Natalia Imperatori-Lee, Ph.D., associate professor of religious studies at Manhattan College and event moderator, exposed the heart of the evening’s discussion by posing a question: “How do you extend the gift of time, patience, and sensitivity to a group of people who think you should not exist?” she asked.
“I don’t think we’re even there yet,” said Father Martin. “So many bishops don’t even know LGBT people, so we’re not even at the place where they can even talk to them.”
Father Martin, whose new book, Building a Bridge: The Catholic Church and the LGBT Community (HarperOne, 2017), was the inspiration for the discussion, called a bridge an appropriate metaphor for the issue: Both sides need to take steps forward that might rankle them, and reaching the middle is “going to take tolls.”
But even tolls, said Hornbeck, are not always equally distributed; he used the metaphor of the one-sided tolling on New York metropolitan area bridges.
Hornbeck said, and Father Martin agreed, that LGBT Catholics are much more aware of church rules than the average Catholic, because they’re on the defense.
“These are human beings … with committed beliefs. But it’s that unequal toll that we have to wrestle with,” said Hornbeck, who is gay.
Imperatori-Lee said that “when you live on the margin, the margin is your business.” One reason for LGBT marginalization is the language of the catechism, she said.

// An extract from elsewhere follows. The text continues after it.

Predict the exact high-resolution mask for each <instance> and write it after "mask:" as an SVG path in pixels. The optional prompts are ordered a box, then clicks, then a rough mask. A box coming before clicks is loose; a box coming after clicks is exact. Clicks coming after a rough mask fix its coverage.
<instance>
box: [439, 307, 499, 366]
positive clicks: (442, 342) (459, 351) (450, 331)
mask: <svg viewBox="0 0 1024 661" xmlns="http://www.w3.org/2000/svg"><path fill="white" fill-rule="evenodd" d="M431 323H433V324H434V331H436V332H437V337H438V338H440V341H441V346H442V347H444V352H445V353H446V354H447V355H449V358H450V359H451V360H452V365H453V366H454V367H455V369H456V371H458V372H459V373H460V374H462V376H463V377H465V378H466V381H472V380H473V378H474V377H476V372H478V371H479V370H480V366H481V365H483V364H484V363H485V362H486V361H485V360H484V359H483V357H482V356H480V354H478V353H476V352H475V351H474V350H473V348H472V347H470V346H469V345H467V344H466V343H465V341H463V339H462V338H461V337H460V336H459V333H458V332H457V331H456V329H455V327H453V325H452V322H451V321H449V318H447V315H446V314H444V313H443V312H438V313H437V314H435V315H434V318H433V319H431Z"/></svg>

In his new book, Father Martin suggests that the Catholic Church examine the expression “intrinsic disorder,” used to describe homosexuality in the catechism.

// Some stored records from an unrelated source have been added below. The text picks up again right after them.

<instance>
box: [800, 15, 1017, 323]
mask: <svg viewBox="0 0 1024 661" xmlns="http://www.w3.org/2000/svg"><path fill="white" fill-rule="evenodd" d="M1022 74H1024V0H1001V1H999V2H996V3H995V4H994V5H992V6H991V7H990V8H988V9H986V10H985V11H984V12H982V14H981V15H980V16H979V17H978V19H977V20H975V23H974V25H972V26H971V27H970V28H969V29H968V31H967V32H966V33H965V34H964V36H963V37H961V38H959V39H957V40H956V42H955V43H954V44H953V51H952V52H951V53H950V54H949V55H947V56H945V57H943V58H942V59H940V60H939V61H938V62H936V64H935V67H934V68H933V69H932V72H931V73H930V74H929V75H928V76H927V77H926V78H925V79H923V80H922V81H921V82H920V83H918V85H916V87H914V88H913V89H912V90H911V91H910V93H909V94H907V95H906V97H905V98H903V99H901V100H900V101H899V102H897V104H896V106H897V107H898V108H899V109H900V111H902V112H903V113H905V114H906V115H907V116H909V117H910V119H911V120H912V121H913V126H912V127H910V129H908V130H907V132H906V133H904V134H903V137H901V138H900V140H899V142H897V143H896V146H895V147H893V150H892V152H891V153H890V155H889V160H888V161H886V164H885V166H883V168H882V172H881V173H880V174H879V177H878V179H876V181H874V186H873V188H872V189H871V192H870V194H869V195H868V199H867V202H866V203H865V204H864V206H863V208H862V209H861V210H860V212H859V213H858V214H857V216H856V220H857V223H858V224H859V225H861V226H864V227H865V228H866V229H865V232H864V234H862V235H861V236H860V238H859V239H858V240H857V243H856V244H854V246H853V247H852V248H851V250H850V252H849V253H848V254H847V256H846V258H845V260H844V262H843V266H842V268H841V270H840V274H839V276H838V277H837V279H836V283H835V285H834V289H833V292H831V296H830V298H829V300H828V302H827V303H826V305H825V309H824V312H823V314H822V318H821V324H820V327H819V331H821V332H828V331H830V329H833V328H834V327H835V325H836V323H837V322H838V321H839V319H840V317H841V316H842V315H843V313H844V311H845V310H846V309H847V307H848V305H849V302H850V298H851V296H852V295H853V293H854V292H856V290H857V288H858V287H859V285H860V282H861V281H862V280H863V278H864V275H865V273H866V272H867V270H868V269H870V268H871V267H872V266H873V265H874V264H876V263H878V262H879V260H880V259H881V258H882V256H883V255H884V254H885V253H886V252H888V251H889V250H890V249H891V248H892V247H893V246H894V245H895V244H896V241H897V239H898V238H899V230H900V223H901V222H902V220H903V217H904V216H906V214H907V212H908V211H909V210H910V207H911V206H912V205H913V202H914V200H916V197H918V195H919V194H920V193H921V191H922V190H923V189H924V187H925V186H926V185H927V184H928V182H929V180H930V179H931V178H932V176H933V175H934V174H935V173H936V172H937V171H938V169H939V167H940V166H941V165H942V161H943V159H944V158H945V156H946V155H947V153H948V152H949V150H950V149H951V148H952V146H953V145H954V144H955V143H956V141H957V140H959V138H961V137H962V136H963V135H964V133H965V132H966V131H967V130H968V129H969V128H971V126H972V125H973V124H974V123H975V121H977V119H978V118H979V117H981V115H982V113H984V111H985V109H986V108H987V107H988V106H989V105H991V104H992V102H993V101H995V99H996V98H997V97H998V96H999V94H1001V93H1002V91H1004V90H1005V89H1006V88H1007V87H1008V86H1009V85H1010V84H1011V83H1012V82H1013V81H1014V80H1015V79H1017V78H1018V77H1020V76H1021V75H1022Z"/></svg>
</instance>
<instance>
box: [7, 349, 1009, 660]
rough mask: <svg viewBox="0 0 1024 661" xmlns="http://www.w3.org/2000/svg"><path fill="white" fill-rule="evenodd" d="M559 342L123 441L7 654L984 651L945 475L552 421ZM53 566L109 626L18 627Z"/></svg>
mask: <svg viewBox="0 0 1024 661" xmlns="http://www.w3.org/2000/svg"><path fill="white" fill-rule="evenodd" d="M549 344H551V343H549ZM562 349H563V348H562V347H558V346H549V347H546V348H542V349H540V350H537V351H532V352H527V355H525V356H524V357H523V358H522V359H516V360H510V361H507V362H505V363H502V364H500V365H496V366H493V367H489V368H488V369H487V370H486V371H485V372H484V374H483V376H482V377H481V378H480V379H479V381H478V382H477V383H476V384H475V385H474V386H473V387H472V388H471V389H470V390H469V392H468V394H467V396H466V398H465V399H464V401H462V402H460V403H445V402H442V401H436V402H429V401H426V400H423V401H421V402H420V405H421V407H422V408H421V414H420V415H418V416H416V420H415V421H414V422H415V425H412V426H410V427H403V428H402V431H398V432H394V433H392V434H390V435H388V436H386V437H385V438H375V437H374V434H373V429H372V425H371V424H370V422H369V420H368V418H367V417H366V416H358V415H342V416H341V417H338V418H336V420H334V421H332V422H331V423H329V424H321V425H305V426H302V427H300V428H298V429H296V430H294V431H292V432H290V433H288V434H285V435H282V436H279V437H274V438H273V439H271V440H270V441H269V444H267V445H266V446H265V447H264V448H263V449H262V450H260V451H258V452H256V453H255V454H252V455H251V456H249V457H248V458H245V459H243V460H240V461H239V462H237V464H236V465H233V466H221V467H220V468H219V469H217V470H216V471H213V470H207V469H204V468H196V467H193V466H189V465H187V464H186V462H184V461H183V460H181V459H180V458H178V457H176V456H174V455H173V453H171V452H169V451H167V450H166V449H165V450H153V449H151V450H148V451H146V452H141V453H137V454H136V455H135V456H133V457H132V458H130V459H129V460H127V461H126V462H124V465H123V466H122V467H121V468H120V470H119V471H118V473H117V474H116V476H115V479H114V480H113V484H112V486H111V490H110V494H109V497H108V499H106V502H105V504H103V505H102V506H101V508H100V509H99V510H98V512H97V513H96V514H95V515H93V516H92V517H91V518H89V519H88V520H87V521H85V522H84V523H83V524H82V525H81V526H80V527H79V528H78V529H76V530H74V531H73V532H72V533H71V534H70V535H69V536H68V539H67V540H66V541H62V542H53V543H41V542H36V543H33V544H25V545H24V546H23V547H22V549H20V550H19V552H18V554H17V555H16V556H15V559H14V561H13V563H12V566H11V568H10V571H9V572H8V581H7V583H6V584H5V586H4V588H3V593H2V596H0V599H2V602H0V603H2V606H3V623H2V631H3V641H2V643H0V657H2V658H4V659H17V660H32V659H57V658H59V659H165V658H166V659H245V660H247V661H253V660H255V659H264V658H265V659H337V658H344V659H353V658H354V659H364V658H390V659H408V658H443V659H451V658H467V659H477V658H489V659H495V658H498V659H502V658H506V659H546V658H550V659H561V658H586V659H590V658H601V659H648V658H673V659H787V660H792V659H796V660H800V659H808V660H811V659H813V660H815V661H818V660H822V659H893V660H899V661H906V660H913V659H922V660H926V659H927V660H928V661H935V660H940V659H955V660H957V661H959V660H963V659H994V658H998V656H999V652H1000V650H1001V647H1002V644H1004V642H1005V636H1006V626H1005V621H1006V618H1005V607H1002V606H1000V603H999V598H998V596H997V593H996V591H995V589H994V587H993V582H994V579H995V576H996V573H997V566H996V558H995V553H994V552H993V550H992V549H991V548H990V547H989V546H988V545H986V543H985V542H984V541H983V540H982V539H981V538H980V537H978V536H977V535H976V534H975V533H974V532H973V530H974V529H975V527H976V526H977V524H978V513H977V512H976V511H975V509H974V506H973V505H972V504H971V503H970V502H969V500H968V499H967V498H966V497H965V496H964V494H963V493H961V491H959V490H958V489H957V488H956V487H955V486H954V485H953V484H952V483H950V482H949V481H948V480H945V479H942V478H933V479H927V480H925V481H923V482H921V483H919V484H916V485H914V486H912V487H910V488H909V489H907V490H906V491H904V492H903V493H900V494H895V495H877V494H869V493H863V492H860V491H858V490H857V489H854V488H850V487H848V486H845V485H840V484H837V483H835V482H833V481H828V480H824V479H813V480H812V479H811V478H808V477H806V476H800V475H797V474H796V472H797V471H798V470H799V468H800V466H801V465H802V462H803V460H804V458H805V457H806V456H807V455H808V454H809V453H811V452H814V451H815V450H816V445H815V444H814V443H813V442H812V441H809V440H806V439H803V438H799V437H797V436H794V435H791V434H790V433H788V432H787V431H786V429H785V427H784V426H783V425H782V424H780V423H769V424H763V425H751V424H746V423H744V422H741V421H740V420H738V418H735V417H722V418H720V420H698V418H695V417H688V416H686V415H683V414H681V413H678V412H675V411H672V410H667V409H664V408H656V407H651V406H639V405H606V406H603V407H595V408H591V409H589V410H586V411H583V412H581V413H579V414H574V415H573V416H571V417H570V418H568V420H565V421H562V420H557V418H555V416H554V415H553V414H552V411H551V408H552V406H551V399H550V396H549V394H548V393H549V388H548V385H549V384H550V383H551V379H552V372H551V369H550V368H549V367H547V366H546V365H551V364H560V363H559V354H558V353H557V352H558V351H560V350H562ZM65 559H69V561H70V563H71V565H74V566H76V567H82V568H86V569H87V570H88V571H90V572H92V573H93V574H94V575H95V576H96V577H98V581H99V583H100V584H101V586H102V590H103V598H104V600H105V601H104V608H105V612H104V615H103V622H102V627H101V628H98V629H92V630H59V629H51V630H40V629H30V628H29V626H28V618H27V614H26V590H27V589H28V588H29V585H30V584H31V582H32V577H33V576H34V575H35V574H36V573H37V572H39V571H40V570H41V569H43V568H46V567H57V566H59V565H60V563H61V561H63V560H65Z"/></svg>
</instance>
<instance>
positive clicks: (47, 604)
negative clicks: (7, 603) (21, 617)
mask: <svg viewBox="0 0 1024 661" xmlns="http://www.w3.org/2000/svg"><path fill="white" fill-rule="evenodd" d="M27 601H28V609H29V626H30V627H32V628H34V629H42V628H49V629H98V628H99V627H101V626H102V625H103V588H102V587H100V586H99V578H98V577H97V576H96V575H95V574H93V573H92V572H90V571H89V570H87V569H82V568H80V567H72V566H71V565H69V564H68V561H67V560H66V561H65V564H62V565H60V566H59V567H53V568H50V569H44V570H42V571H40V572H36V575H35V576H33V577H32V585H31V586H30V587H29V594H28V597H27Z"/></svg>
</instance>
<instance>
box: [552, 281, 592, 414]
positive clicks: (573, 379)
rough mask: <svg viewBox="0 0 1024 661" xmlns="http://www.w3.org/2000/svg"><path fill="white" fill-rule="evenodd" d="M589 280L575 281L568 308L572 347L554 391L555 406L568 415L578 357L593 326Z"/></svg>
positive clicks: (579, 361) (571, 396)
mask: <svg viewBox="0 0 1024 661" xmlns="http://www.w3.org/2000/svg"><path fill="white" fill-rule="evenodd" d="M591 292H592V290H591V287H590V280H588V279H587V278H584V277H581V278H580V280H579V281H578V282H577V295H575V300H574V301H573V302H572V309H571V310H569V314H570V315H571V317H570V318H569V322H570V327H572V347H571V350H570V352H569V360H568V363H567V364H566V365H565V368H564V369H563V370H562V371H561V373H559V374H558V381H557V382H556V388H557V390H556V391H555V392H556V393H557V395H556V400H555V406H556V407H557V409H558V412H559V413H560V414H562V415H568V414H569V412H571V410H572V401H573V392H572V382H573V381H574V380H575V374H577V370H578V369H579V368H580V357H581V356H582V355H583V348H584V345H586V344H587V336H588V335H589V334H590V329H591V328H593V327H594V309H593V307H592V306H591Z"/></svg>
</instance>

“As I unpack these virtues of respect, compassion, and sensitivity—which came from the catechism—sensitivity means sensitivity to a person’s feelings and sensitivity to the language you use,” said Father Martin. “There is no other phrase that I know [more]than ‘objectively disordered’ and ‘intrinsically disordered,’ which refers to sexual orientation, . . . that has made LGBT people feel so less-than, so subhuman.”
He relayed the story of a mother of a gay son who once asked him, “Do they understand what that kind of language can do to a 13-year-old boy? It can destroy him.”
Father Martin said that Pope Francis understood the issue when he convened the Synod of Bishops on the family in 2016. That convocation innately raised all sorts of issues relating to sexuality—from divorced and remarried Catholics to homosexuality. As part of the convocation, the pope asked the bishops to survey their parishioners, and many concluded that it was time to start setting stigmatizing language aside. Father Martin suggested an intermediate change, “differently ordered.”
“That language, which is highly philosophical and theological, is nonetheless needlessly hurtful,” he said. “If the Catholic Church really wants to be serious about speaking to people, they have to be attentive to the language they use.”
When Jesus spoke to the people of his time, Father Martin said, he physically went to where they lived and spoke in language that they would relate to. When in Capernaum to call Peter, Andrew, James, and John to be his apostles, Jesus didn’t use the language of a carpenter from Nazareth; he used the language of a fishermen.
“He doesn’t say ‘Let us lay down the foundations of God’s reign.’ That’s what a carpenter would say. He says to the two fishermen, ‘Come after me and I will make you fish for people,’” said Father Martin. “So, if the church wants to really speak to and welcome LGBT people, it must be attentive to the language of the catechism.”